Lo mínimo que podía ocurrir era que las personas desplazadas que llegaron al Cesar, pero especialmente a la capital del departamento, que es donde se concentra el mayor número de desplazados en toda el territorio cesarense, era que consiguieran un empleo digno. Al no suceder esto, el empleo informal aumentó y con ello la proliferación de ventas ambulantes, de restaurantes ubicados en las esquinas, de ventas de minutos, y lo más grave, tal vez se multiplicó el mototaxismo, actividad no reglamentada por la ley. Pero aún más grave, también crecieron los hechos delincuenciales, hurtos, raponazos, atracos a mano armada, homicidios, todos estos hechos secuelas del aumento de la población desocupada.

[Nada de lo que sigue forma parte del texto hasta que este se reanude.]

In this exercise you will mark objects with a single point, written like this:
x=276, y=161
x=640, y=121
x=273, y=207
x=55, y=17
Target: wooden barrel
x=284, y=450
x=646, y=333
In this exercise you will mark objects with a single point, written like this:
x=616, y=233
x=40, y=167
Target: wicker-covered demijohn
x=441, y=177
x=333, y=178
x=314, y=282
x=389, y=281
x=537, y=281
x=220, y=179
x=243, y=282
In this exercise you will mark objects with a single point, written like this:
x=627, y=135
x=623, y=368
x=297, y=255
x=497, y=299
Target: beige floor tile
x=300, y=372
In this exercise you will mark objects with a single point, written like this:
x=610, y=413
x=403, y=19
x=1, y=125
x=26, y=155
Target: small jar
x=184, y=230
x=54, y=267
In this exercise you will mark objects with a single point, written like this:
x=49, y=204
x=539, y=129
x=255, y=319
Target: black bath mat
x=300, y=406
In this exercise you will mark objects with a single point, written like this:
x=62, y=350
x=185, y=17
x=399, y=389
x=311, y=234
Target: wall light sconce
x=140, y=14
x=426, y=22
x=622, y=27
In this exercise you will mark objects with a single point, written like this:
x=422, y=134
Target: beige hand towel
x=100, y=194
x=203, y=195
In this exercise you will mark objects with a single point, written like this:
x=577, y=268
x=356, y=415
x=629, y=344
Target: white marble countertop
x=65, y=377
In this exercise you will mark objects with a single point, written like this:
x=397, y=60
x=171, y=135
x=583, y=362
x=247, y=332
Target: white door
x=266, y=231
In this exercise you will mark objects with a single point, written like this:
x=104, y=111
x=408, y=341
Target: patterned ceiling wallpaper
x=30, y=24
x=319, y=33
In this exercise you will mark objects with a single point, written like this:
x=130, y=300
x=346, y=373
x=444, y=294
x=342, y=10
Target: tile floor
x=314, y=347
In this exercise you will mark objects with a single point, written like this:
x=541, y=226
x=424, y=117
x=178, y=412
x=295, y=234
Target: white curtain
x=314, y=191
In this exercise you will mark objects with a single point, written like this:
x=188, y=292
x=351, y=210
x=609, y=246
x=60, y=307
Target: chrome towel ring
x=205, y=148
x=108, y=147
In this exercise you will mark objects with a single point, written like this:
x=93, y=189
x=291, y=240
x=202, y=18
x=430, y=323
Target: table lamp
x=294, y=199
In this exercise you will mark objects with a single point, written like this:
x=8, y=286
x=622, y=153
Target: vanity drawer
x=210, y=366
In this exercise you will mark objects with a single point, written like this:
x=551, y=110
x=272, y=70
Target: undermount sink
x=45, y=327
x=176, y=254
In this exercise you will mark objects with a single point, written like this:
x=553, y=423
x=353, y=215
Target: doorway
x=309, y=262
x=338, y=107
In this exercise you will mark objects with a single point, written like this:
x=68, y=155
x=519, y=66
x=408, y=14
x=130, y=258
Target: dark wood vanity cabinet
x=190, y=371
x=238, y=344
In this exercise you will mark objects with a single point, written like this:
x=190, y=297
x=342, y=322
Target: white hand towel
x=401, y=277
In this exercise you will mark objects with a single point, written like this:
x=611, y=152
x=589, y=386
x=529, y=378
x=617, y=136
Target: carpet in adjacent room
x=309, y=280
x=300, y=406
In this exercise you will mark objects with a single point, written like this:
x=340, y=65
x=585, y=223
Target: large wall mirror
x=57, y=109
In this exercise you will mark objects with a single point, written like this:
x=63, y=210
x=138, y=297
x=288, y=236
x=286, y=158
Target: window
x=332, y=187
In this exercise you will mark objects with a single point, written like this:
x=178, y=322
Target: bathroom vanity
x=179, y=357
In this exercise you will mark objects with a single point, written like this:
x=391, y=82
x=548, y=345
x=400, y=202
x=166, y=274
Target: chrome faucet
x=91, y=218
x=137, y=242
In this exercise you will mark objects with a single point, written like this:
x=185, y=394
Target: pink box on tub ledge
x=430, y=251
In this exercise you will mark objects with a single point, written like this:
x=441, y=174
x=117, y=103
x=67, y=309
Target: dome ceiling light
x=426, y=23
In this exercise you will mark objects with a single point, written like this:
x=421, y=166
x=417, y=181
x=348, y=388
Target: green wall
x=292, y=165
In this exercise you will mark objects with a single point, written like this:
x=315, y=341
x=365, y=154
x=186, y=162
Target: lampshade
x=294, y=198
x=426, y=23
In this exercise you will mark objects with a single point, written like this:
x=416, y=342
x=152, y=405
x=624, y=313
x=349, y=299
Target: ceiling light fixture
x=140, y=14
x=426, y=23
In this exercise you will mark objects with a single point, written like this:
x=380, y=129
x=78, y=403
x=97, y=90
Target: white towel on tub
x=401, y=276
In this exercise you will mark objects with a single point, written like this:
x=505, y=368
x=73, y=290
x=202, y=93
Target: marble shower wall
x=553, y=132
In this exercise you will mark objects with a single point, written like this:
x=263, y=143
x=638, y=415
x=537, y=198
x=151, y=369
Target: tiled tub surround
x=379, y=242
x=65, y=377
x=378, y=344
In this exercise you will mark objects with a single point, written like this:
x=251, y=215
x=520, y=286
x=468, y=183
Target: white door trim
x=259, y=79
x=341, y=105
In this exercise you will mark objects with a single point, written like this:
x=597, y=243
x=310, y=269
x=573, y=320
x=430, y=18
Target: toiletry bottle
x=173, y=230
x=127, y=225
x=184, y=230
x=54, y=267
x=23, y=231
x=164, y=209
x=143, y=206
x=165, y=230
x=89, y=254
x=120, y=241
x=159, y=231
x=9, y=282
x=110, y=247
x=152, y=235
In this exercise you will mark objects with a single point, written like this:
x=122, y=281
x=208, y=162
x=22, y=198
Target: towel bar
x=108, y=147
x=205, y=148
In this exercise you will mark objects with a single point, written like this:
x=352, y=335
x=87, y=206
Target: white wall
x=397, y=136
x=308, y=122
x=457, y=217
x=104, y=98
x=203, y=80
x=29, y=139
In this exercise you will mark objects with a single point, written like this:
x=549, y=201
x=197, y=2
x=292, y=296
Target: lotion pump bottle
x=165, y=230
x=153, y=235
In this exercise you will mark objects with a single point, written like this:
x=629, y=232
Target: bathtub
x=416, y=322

Este panorama es reconfirmado por la Red de Observatorios Regionales del Mercado de Trabajo (ORMET), una estrategia conjunta del PNUD con el Departamento Nacional de Planeación (DNP), que en Valledupar tiene un profesional responsable de hacerles seguimiento a los indicadores que someten a estudio. La afirmación la hacen en su primer boletín oficial como Red, en el que aseguran que: “… la población en condición de desplazamiento registra una tasa de desempleo del 35,5%, mientras que para el total nacional fue del 10,2% en el año 2012, siendo Magdalena, La Guajira, Chocó y Cesar los departamentos con la mayor brecha entre la tasa de desempleo departamental y la tasa de desempleo de la población desplazada”.